Ford attorney O'Reilly disputes the charge by plaintiffs' lawyers that the carmaker still receives more than 100 complaints a month on sudden acceleration. But he refuses to provide company figures or explain why the video shown during the Manigaults' trial lacked sound. Instead, Ford officials insist -- in vaguely Nixonian fashion -- that written transcripts presented in court recount verbatim what experts said on the tape. They further contend that details regarding the brake pressure needed to stop a car have been misinterpreted.

Yet Justice Paul Pfeifer, who authored the Supreme Court's majority opinion, says jurors should make that call -- with the benefit of the tape's audio. "It's normal for the public to form an opinion about a case, even when they don't have all the information," he says. "But a jury shouldn't have to do that."

The court, which split 4-3 in siding with the Manigaults' appeal, two weeks ago denied Ford's request to reconsider its decision. The bad news adds to the company's other recent woes.

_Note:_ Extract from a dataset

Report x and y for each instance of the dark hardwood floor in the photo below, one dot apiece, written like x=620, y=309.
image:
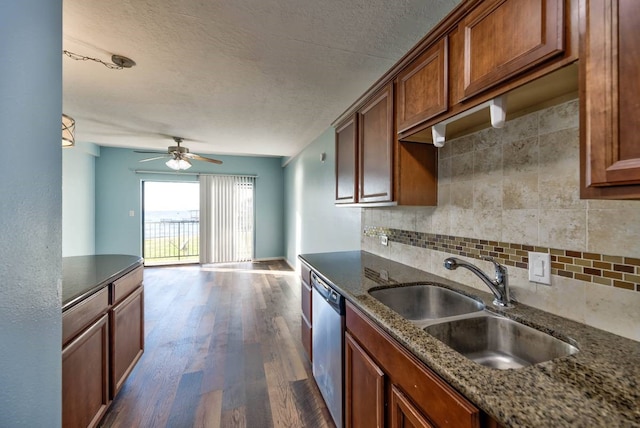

Cleveland is suing Ford over problems with the Crown Vics that make up most of its police fleet. The carmaker already has agreed to retrofit fuel tanks on 350,000 police cars nationwide because of concerns that the tanks burst into flames in rear-end crashes.

In October, the California Supreme Court upheld a $290 million punitive award against Ford for a Bronco II rollover crash that killed three people. If the award stands, it would rank as the largest against a carmaker in a single product-liability case.

Last month, Heiskell received a Virginia judge's permission to seek a punitive award "that would deter Ford from continuing to deny" that design flaws potentially cause sudden acceleration. He represents a woman who alleges that the cruise control on her '98 Lincoln Town Car failed to disengage as she exited a freeway; the car smashed into an embankment, injuring her and killing her teenage daughter.

Ford, like most über-corporations, tends to opt for confidential settlements instead of admitting guilt in big cases. Murray says he's unsure whether the Manigault family, including the couple's six children, would agree to such a deal. Their frustration with Ford may compel them to risk losing a trial for the chance to win an award that makes headlines. If that happens, Ditlow says, company officials can take a turn pointing fingers at themselves.

"Ford's trying to rehabilitate its credibility, and none of this publicity is helping. But they only have themselves to blame."